Пассажиры с видимой неохотой покидали уютный салон, залитый светом люминесцентных ламп, и, ступив на первую ступеньку трапа, прятали лица в воротники. Все-таки неприветливый это уголок — 49-й штат! Кажется, зол он на людей, которые скрупулезно, с ненасытной жадностью потрошат чрево его земли, добывая из холодных недр предметы, так легко обращающиеся в доллары и банкноты.
Из пузатого самолетного брюха уже выгружали полосатые чемоданы, цветные баулы, ящики-контейнеры, когда на трапе показался высокий тучный господин очень респектабельного вида, сопровождаемый двумя молодыми людьми. Один из них с большой предосторожностью поддерживал его за локоть, другой нес объемистый портфель крокодиловой кожи и саквояж. В правой руке толстяк сжимал трость темного дерева. Он недовольно морщился на каждой ступеньке лестницы, а сойдя, наконец, на землю, с минуту отдыхал, прежде чем проследовать к чугунной решетке возле небольшого серого здания аэровокзала. Тут его ожидал ворковавший мотором лимузин. Точнее — два лимузина. Сам он со своими попутчиками расположился в первом. В эту же машину втиснулся еще один человек, немногословно приветствовавший господина по приближении и услужливо распахнувший перед ним дверцу «форда». Во вторую машину сели двое, которые только издали, приподняв шляпы, салютовали визитеру, да он и не обратил на них никакого внимания.
Околачивающийся среди прибывших и встречающих этот рейс репортер местной светской хроники успел только издали щёлкнуть фотоаппаратом и черкнуть в блокноте номера этих двух машин. Кто его знает, что за птица осчастливила Ном своим посещением!
Репортер лихорадочно копался в собственной «картотеке», под которую была отведена по меньшей мере половина его мозговых извилин, сравнивая мельком схваченные черты неизвестного визитера с известными бизнесменами и политическими деятелями. Похоже, что мистер прибыл инкогнито, и как скоро не желает афишировать свой приезд, тем более заманчиво разнюхать, по какому поводу он сюда заявился. И от редактора жди взбучки — ну хотя бы снимки удались! Поставили бы интригующую подпись: такого-то числа к нам прибыл мистер Икс из Нью-Йорка. Фотографировал репортер такой-то... А объектив щелкнул как раз в тот момент, когда мистер, повернувшись спиной и пригнувшись, втискивал жирное тело в авто.
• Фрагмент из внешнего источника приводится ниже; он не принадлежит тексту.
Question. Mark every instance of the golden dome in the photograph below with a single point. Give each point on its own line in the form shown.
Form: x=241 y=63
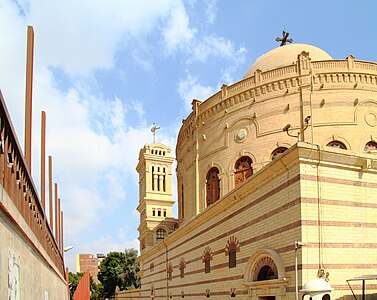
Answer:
x=285 y=56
Три полисмена, стоявшие у входа в аэровокзал, насмешливыми взорами одарили репортера.
— Эй, приятель, прозевал кое-что любопытное? — не удержался от иронии один, когда явно расстроенный газетчик проходил мимо.
— Да куда он денется? — задетый, отвечал репортер. — Под землю не уйдет — все равно тут будет, — он похлопал себя по груди, где топорщился спрятанный под пальто фотоаппарат.
— Ну, ну, работай, работай! — снисходительно усмехнулись полисмены, переглядываясь с видом людей, облеченных какой-то секретной осведомленностью.
Почуяв это, хроникер застыл в напряжении:
— Возможно, вы окажете небольшую услугу моим читателям?
Газетчик поменял тон и глядел теперь на блюстителей порядка с просительным видом нищего. Полисмены оставили его заискивания без ответа. Тогда он полез в карман, извлек пачку сигарет, как бы случайно пошелестел пятидолларовыми бумажками.
От сигарет все трое отказались.
— Мистер Ляйхнер, не так ли? — спросил самый пожилой из них.
Польщенный репортер проглотил слюну и кивнул.
— Жена и дочь с удовольствием следят за вашими репортажами, уверяют, их стиль не ниже про́бой, чем в «Лайфе», — говорил пожилой полисмен, как видно солидный семьянин и вообще человек порядочный, не чета коллегам по службе, скалящим зубы на то, с каким трудом добывают свой хлеб работники прессы.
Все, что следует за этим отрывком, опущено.